- Born: December 3, 1951 Los Angeles, California, U.S.
- Died: January 27, 2023 (aged 71) Ontario, California, U.S.
- Occupations: Businessman; philanthropist;
- Known for: Founding Juan Pollo; Route 66 philanthropy;
- Spouse: Sella Oei
- Children: 3

= Albert Okura =

American businessman (1951–2023)

Albert Okura (December 3, 1951 – January 27, 2023) was an American businessman who was the founder and CEO of the Juan Pollo restaurant chain in Southern California. He was also a philanthropist and was active in the revitalization of Historic Route 66. In 2005, Okura purchased the town of Amboy, California, which is located along Route 66. The corporate headquarters for the Juan Pollo chain now sits on the original location of the first McDonald's restaurant where Okura created and hosted a museum, preserving artifacts and memorabilia about the landmark.

== Early life ==
Okura, a third-generation (or sansei) Japanese American, was born in 1951 in the Wilmington section of Los Angeles.

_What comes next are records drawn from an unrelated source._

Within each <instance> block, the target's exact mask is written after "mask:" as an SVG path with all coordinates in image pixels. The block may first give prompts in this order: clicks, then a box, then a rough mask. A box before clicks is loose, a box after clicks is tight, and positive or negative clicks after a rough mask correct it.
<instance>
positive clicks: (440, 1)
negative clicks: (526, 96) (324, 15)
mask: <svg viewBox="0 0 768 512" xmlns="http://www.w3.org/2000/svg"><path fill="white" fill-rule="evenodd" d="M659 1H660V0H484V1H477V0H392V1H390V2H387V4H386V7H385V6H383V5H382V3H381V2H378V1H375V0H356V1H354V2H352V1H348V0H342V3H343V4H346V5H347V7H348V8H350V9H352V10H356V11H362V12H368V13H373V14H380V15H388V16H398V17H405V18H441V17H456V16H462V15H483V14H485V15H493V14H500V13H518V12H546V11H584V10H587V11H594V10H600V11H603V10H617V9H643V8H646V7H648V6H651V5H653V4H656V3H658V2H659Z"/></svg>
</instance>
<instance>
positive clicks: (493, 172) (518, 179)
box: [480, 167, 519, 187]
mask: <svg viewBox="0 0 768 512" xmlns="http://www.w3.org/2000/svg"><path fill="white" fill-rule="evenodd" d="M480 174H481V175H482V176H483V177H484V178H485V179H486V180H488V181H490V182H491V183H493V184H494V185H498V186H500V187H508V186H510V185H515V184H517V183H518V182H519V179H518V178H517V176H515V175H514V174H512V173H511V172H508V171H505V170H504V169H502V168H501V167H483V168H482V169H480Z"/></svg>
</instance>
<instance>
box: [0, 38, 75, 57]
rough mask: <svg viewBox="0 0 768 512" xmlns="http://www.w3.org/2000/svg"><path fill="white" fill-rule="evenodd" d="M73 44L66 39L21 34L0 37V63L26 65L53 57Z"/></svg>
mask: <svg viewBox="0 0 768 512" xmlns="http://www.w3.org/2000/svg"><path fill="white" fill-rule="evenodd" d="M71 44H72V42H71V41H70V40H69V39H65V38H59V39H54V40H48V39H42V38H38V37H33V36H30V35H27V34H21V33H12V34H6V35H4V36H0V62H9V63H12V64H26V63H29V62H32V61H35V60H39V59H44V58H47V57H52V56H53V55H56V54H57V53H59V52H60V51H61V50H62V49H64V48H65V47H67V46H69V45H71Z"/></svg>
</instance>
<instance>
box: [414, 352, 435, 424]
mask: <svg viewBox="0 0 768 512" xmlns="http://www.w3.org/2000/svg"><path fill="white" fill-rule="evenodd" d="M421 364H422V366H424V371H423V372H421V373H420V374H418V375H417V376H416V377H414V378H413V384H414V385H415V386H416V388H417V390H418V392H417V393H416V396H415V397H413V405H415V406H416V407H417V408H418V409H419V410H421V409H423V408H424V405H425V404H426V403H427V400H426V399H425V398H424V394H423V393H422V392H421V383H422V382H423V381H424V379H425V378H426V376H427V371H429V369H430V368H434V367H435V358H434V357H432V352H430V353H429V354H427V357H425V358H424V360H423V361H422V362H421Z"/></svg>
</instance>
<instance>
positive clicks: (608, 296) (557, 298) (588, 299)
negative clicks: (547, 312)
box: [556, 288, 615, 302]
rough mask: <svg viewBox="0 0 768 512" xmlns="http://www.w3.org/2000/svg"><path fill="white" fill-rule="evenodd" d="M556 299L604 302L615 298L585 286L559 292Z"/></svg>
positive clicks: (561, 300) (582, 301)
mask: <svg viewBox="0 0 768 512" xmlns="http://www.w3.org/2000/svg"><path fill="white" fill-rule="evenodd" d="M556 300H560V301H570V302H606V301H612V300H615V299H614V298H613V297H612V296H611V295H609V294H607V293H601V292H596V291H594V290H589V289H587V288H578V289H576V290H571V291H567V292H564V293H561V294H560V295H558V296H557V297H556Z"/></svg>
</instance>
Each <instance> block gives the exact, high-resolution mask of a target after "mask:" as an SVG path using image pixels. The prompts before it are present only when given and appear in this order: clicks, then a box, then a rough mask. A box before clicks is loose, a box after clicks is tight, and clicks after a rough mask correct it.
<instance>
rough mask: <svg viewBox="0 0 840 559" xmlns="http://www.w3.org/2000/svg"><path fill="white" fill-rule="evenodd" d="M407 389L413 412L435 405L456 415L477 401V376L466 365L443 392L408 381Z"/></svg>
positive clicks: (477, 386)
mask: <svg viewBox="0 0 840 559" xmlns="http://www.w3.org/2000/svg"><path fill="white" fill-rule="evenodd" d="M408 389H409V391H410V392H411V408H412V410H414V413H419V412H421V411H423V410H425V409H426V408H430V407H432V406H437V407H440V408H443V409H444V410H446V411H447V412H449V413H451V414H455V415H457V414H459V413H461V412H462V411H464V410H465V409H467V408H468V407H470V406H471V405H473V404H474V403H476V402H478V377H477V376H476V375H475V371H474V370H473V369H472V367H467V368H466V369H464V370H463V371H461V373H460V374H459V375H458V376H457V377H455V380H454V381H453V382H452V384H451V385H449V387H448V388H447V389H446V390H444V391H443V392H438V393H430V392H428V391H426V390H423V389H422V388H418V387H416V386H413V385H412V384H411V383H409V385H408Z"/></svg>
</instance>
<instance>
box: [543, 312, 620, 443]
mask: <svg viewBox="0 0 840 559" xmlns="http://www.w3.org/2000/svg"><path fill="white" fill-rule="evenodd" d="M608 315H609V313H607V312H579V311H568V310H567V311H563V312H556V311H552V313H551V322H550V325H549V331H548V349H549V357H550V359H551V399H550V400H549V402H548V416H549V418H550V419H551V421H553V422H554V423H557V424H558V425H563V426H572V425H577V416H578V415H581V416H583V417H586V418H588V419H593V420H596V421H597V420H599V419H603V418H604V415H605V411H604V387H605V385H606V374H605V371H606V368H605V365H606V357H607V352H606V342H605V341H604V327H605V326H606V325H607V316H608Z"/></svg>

His first full-time job was with Burger King in 1970, which led to managerial positions in the chain as well as Del Taco, and ultimately founding his own Mexican-influenced chicken rotisserie chain.

In 1981, while working for Del Taco in Carson, an El Pollo Loco opened near him. At the time El Pollo Loco was a new char-broiled Mexican chicken chain. Okura tried the restaurant and was impressed with the food and the simplicity of its operations and began to investigate opening his own restaurant.

== Juan Pollo ==
Okura's uncle initially invested in his idea to open a restaurant and made Okura aware of a restaurant location in a shopping mall he owned in Ontario, California. This location would become the first location for his restaurant. Armando Parra, Okura's brother in law, was the creator of the recipe of Juan Pollo. Parra grew up in an area of Chihuahua, Mexico where rotisserie chicken restaurants are popular. Okura looked into opening the restaurant. However, Parra told Okura the restaurant was not big enough for the grills and suggested rotisserie cooking instead.

The first location opened in January 1984. Sales were initially modest, but it wasn't until the opening of the chain's second location in 1986 that became popular, due in large part to a food review written by Norman Baffry, a food critic for The San Bernardino Sun.

As of 2023, there are 25 Juan Pollo locations in Southern California, most of them in the Inland Empire. Okura aspired to turn Juan Pollo into a national and ultimately, an international chain.

Juan Pollo hosts an annual Veteran's Day Parade and Car Show in front of corporate headquarters in San Bernardino and the company has been one of the main toy contributors for the annual Christmas toy give away in the city.

== Route 66 restoration ==
Okura purchased the location of the original McDonald's restaurant, opened by Dick and Mac McDonald in 1948, which was being foreclosed on in 1998 for the sum of $135,000. The restaurant, located in San Bernardino, California, had been demolished, but Okura recognized the property and moved his corporate headquarters to the site, which he described as "destiny." He also opened an unofficial McDonald's museum next to his headquarters.

In addition, in 2005 he bought the town of Amboy, California, located on Route 66, for $425,000. Okura's plans include improvements for tourists interested in and traveling along the highway and building a museum. He reopened the gas station in 2008, after $100,000 worth of renovations to the building housing the gas station, diner, and café. Counting on the traffic from a renewed interest in traveling Route 66, the gas station is stocked with candy and souvenirs.

==Personal life and death==
Okura and his wife, the former Sella Oei, had three children. In 2014, he self-published his autobiography Albert Okura: The Chicken Man with a 50 Year Plan.

After a series of health problems, Okura died from sepsis in Ontario, California, on January 27, 2023, at the age of 71.